A critical part of machine learning is feature engineering. BlueCast's pipelines will automatically execute only necessary feature engineering and leaves this to the end user. However BlueCast offers some tools for feature engineering to make this part more approachable and faster.
First we import the required modules:
from bluecast.preprocessing.feature_types import FeatureTypeDetector
from bluecast.preprocessing.feature_creation import AddRowLevelAggFeatures, GroupLevelAggFeatures
Next we can make use of FeatureTypeDetector
to identify
numerical columns:
ignore_cols = [TARGET, "id", "CustomerId"]
feat_type_detector = FeatureTypeDetector()
train_data = feat_type_detector.fit_transform_feature_types(train.drop(ignore_cols, axis=1))
Next we use AddRowLevelAggFeatures
to create features
on row level. This usually adds a small degree of
additional performance.
agg_feat_creator = AddRowLevelAggFeatures()
train_num = agg_feat_creator.add_row_level_agg_features(train.loc[:, feat_type_detector.num_columns])
test_num = agg_feat_creator.add_row_level_agg_features(test.loc[:, feat_type_detector.num_columns])
train_num = train_num.drop(agg_feat_creator.original_features, axis=1)
test_num = test_num.drop(agg_feat_creator.original_features, axis=1)
train = pd.concat([train, train_num], axis=1)
test = pd.concat([test, test_num], axis=1)
Additionally we can also provide information via group
aggregations with GroupLevelAggFeatures
:
group_agg_creator = GroupLevelAggFeatures()

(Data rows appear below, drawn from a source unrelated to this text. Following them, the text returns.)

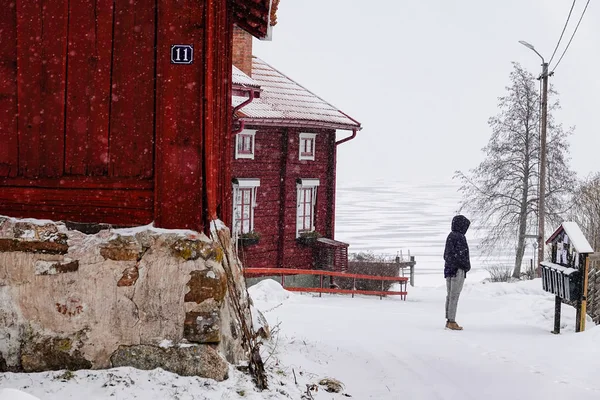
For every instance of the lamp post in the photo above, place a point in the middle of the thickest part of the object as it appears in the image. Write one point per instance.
(542, 189)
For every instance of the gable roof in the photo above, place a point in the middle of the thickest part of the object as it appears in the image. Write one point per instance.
(576, 237)
(284, 102)
(256, 16)
(239, 79)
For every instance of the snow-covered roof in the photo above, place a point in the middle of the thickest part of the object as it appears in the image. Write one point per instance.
(284, 101)
(238, 78)
(576, 237)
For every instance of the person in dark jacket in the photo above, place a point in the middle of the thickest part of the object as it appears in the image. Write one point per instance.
(456, 266)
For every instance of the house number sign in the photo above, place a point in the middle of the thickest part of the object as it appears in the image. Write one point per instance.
(182, 54)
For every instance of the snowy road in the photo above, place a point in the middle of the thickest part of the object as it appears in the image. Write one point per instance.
(389, 349)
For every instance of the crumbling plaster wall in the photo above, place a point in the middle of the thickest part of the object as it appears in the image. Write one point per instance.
(72, 300)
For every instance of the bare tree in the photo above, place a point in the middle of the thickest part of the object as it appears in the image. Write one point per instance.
(502, 192)
(586, 211)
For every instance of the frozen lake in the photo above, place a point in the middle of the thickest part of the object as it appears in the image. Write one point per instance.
(386, 217)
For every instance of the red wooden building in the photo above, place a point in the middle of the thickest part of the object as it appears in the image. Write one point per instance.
(284, 166)
(119, 112)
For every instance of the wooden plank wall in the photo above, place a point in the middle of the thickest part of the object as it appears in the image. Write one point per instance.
(277, 166)
(8, 90)
(82, 147)
(84, 78)
(179, 123)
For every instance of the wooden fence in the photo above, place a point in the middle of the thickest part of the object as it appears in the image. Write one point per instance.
(593, 296)
(284, 272)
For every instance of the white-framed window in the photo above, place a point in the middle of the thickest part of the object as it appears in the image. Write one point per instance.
(306, 201)
(244, 144)
(307, 146)
(244, 203)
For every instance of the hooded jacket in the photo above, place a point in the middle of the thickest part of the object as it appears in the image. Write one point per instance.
(456, 253)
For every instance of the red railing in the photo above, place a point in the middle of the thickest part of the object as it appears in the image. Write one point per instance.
(283, 272)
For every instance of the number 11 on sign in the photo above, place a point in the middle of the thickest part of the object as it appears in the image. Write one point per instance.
(182, 54)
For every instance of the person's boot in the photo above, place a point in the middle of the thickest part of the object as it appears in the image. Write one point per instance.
(452, 325)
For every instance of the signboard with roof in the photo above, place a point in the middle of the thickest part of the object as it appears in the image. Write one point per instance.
(565, 275)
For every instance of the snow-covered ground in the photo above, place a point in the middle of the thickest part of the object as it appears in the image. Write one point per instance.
(381, 349)
(384, 349)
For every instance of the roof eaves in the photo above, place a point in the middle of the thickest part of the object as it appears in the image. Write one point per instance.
(296, 123)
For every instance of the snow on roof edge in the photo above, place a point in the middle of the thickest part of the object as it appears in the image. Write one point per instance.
(577, 237)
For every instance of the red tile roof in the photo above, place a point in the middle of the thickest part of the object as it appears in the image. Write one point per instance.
(284, 102)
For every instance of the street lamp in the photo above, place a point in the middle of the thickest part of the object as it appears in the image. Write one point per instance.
(542, 190)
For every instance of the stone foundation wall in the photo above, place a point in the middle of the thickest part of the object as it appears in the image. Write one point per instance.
(143, 297)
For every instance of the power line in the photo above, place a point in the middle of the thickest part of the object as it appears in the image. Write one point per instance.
(572, 36)
(563, 32)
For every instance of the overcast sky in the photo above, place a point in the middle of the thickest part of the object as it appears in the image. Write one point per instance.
(423, 77)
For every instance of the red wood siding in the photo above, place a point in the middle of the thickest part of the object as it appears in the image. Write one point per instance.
(41, 60)
(88, 89)
(8, 89)
(277, 166)
(96, 124)
(179, 121)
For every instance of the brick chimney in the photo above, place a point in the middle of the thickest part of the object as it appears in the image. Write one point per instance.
(242, 50)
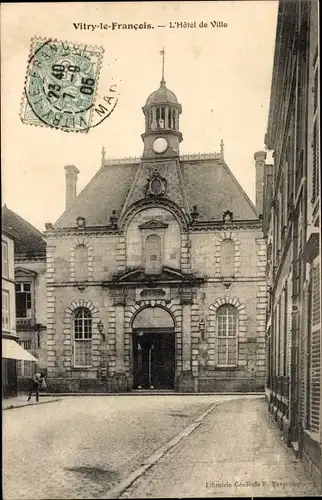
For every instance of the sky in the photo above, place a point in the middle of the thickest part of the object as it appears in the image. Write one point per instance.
(220, 75)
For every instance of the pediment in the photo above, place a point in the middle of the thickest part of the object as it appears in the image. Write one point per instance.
(22, 271)
(154, 224)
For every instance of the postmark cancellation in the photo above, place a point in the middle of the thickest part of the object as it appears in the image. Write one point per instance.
(61, 84)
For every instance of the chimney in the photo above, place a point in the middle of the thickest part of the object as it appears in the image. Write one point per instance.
(71, 180)
(260, 157)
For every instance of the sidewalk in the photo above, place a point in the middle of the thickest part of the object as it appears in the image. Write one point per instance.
(237, 451)
(22, 400)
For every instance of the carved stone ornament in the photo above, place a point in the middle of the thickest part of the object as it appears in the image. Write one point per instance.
(157, 185)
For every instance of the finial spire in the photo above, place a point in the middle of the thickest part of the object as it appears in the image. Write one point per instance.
(222, 148)
(162, 52)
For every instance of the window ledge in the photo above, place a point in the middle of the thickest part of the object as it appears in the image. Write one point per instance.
(83, 368)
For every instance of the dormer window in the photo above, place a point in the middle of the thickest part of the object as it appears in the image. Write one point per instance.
(153, 254)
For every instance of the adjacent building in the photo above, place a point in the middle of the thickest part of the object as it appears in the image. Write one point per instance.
(30, 290)
(292, 229)
(156, 271)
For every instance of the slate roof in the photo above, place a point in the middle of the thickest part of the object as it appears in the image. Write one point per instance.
(162, 95)
(209, 184)
(28, 240)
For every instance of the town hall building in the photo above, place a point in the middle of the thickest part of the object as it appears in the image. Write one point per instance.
(156, 271)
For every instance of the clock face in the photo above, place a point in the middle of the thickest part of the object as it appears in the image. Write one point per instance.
(160, 145)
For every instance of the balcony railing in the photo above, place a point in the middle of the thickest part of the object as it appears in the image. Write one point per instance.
(25, 323)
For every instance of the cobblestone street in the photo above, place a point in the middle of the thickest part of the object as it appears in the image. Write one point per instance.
(85, 447)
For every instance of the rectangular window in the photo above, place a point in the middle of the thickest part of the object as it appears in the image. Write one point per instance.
(5, 310)
(83, 350)
(23, 300)
(82, 338)
(316, 161)
(5, 261)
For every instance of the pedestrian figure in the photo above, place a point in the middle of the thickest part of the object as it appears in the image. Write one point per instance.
(38, 380)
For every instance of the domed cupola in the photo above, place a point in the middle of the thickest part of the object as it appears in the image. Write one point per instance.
(161, 113)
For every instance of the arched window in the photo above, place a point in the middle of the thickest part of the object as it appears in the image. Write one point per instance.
(82, 337)
(153, 254)
(227, 258)
(81, 263)
(227, 334)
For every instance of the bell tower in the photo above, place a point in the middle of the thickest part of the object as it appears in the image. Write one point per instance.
(162, 135)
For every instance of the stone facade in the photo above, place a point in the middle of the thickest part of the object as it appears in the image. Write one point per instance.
(142, 290)
(292, 229)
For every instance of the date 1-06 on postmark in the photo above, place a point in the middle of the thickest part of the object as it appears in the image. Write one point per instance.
(61, 85)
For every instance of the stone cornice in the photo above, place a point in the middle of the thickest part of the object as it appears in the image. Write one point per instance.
(90, 230)
(220, 226)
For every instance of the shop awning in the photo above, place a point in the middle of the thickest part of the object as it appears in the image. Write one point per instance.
(12, 350)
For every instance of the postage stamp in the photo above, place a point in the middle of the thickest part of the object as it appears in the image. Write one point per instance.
(61, 84)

train_num = group_agg_creator.create_groupby_agg_features(
df = train,
groupby_columns=["Geography", "Gender", "NumOfProducts"],
columns_to_agg=feat_type_detector.num_columns, # None = take all
target_col=None,
aggregations = None # falls back to some aggs
)
test_num = group_agg_creator.create_groupby_agg_features(
df = test,
groupby_columns=["Geography", "Gender", "NumOfProducts"],
columns_to_agg=feat_type_detector.num_columns, # None = take all
target_col=TARGET,
aggregations = None # falls back to some aggs
)
# joining the train information everywhere
train = train.merge(train_num, on=["Geography", "Gender", "NumOfProducts"], how="left")
test = test.merge(train_num, on=["Geography", "Gender", "NumOfProducts"], how="left")
Please note that this will increase the number of features significantly.